Un protocole strict au cœur d’une démarche d’expertise citoyenne
HLe dispositif de la « CG » est construit en prenant en compte plusieurs logiques – info-communicationnelle, scientifique et judiciaire – qui témoignent d’une visée stratégique assumée et qui font preuve d’un haut niveau de préparation et d’expertise citoyenne (Carlino et Stein 2019; Chambru 2015; Libaert et Pierlot 2005). Se retrouve également une forme classique de professionnalisation d’un mouvement social qui bénéficie de l’expertise stratégique et tactique « militante » et d’une culture médiatique et politique héritée des « faucheurs volontaires » (Allard-Huver 2017).
De prime abord, c’est une logique informationnelle et communicationnelle qui est mise en avant par les acteurs.
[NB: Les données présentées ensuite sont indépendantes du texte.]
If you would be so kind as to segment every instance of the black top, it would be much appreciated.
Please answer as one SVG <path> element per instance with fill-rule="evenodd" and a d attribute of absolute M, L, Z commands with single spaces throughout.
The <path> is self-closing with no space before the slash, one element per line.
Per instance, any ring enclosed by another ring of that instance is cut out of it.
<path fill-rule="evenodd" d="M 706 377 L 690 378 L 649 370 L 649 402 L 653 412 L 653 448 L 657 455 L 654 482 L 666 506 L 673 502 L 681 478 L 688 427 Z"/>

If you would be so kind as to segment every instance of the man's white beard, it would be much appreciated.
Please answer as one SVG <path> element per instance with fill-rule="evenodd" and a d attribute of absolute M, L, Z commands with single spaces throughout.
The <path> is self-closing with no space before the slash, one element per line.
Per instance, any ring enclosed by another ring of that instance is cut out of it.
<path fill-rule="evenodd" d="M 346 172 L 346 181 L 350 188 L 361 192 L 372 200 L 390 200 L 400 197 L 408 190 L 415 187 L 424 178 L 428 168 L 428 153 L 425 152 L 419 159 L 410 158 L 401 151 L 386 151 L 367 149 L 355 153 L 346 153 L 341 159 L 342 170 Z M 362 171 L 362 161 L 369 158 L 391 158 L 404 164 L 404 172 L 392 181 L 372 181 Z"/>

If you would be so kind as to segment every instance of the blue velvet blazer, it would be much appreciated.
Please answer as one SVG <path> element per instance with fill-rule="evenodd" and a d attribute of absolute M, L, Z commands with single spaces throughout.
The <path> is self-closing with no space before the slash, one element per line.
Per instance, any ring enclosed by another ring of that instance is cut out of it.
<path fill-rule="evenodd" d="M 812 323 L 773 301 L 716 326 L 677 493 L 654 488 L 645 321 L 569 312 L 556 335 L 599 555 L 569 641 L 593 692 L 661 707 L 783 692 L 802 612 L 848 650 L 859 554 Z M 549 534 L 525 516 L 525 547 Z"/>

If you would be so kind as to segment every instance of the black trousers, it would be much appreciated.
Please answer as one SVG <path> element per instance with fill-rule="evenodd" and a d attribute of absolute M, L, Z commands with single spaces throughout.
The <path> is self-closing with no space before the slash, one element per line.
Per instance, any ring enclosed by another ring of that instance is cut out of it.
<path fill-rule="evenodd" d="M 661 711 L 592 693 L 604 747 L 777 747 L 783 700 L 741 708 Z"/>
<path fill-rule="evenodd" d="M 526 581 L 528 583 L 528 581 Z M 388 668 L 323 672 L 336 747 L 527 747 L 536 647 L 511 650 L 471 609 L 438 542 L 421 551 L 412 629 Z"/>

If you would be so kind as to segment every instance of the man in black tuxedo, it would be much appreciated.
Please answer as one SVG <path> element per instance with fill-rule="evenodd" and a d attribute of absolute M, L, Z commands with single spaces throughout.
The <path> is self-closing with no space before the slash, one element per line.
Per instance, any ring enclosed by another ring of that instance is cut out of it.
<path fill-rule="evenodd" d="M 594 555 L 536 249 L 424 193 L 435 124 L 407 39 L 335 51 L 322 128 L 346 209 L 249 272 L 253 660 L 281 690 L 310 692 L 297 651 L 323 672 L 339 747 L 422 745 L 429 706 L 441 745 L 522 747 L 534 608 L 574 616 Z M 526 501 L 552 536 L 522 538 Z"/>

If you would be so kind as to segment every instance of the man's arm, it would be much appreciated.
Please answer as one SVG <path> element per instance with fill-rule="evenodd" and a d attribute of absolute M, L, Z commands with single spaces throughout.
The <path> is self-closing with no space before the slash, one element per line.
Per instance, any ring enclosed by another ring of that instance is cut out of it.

Des vidéos d’information et un documentaire sur les dangers des pesticides servent de point de départ aux réunions de lancement. La « mallette pédagogique » et le site fournissent un certain nombre de références scientifiques sur la question des pesticides, ainsi que des rapports et des documents produits par d’autres associations, inscrivant l’action de la « CG » dans un milieu associatif structuré. De plus, au travers des réseaux sociaux, des sites et d’un dossier de presse regroupant des articles décrivant la démarche et des interviews des militants, les enjeux sont clairement d’ordre communicationnel [7][28]. La campagne bénéficie d’une notoriété nationale lors de son lancement et profite de l’attention de l’opinion consécutive à la diffusion d’un reportage d’Envoyé Spécial mettant en scène les tests d’urine de personnalités célèbres [13]. L’importance de la couverture médiatique – pas loin de 733 articles dans la presse quotidienne et régionale consacrés aux « pisseurs de glyphosate » sans compter les passages radiophonique et télévisuels que nous n’avons pas intégrés à notre corpus – témoigne en effet du succès de la mobilisation et de sa mise à l’agenda médiatique. La prédominance des quotidiens régionaux de l’ouest de la France (Ouest-France, Charente Libre, Le Télégramme, Sud- Ouest) est cohérente avec les zones où les prélèvements furent les plus nombreux. Au-delà de cette réussite, certains éléments dénotent un caractère parfois « amateur », comme un logo crayonné visible sur le site de l’association ou l’erreur communicationnelle – regrettée par Dominique Masset – d’avoir choisi de mettre l’accent sur le glyphosate plutôt que sur les pesticides en général.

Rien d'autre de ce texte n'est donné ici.